Only those individuals who have valuable information or insights for the problem at hand will potentially make money from betting on the outcome. Moreover, research firms as mentioned earlier, could directly sell their research and inform participants as to what outcome is more likely.
At the end of the given time period, one market will have a higher estimate of GDP than the other. The policy decision will then be based on the market with the higher estimate and hence the more ‘desirable’ outcome. Then after the actual GDP figures are made available, this is plugged into the platform and those that predicted correctly would win money.
Risk and Reward…
Although the concept sounds very useful, it comes with some risks. Firstly, the right indicator and right time period will both be difficult to determine to optimize the functioning of prediction markets. For example, is GDP the ideal measure to use and should we aim to increase GDP? Moreover, GDP is also affected by various factors and could interfere with the incentives provided by the policy-decision making process.
Secondly, Futarchy is also prone to market manipulation.
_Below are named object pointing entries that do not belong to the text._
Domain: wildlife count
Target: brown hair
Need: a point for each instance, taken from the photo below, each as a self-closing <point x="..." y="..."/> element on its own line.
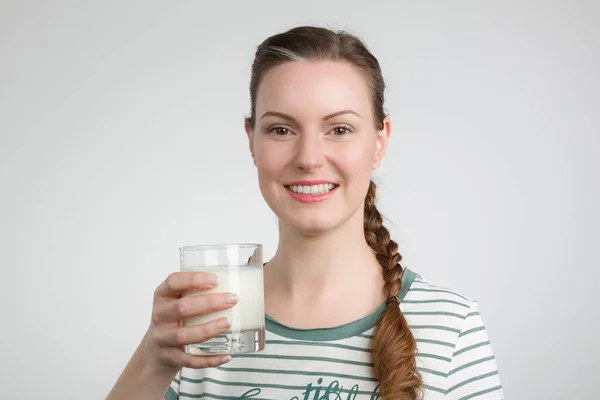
<point x="394" y="347"/>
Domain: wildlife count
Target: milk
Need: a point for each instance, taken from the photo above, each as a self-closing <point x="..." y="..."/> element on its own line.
<point x="245" y="281"/>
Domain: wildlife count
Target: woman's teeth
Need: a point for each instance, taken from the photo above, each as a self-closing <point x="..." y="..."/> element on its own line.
<point x="312" y="189"/>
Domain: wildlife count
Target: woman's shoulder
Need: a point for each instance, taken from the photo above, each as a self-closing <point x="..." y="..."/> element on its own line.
<point x="423" y="289"/>
<point x="432" y="309"/>
<point x="454" y="349"/>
Liston gives the examples of a prediction market created to find out the change in the company’s share price if they replace the CEO.
In this instance, the CEO could get into the market, manipulating the predicted share price if he leaves the company. By taking large positions on the side of the market that thinks the share price will fall, the process of Futarchy would suggest to keep the CEO, when in fact, the CEO has made it look as if the share price will fall if he departs.
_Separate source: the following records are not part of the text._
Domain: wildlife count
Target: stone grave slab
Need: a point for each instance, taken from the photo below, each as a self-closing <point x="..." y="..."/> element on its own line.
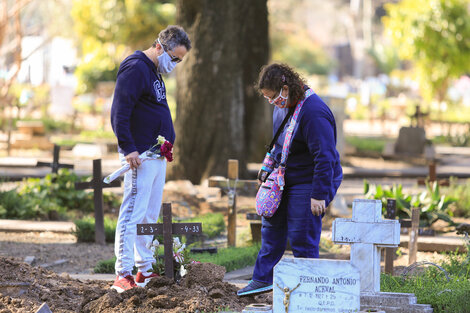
<point x="315" y="285"/>
<point x="44" y="308"/>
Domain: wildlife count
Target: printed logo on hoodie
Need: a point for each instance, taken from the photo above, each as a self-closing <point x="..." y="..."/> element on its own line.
<point x="159" y="88"/>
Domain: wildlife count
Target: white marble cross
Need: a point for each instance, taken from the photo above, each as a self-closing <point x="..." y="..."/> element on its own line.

It is also unclear how the platform will prevent collusion between a small prediction market with only a few players. Nevertheless, Hanson et al. have researched the problem of market manipulation in prediction markets. While economics does not have laboratory-style experiments, the closest the discipline comes to hard science is through the use of experimental markets; typically volunteers are asked to participate and obtain real payouts, dependent on their strategies.
The results of the experiment suggest that when agents suspect there are manipulators present, and know which direction they are pushing the market, non-manipulators are reluctant to accept higher (or lower) offers, cancelling out the distortionary effect.
However, to research potential problems such as market manipulation further and find a way to outgrow these problems, the Ethereum Foundation has provided a developer grant to Gnosis. Liston explains that Gnosis is,
“focussed on being a prediction market platform… Anyone can create markets… anyone can offer Oracle services”.
Gnosis Crowdsale Set for September
The crowdsale for Gnosis will begin a week before DevCon2 and proceeds are earmarked for funding the Gnosis DAO, which is tasked with building, running and governing the Gnosis platform. Moreover, some proceeds will also go toward the Gnosis fund, which will invest in projects built on top of the Gnosis platform.
Similar to the Hollywood Stock Exchange, Gnosis aims to become a more generalized platform that consistently and correctly predicts outcomes, through participation in the buying and selling of shares. Hopefully, it will produce results such as increasing the efficiency of markets. On top of that, a range of applications and the development of a ‘Futarchy’ will be worth keeping a close eye on.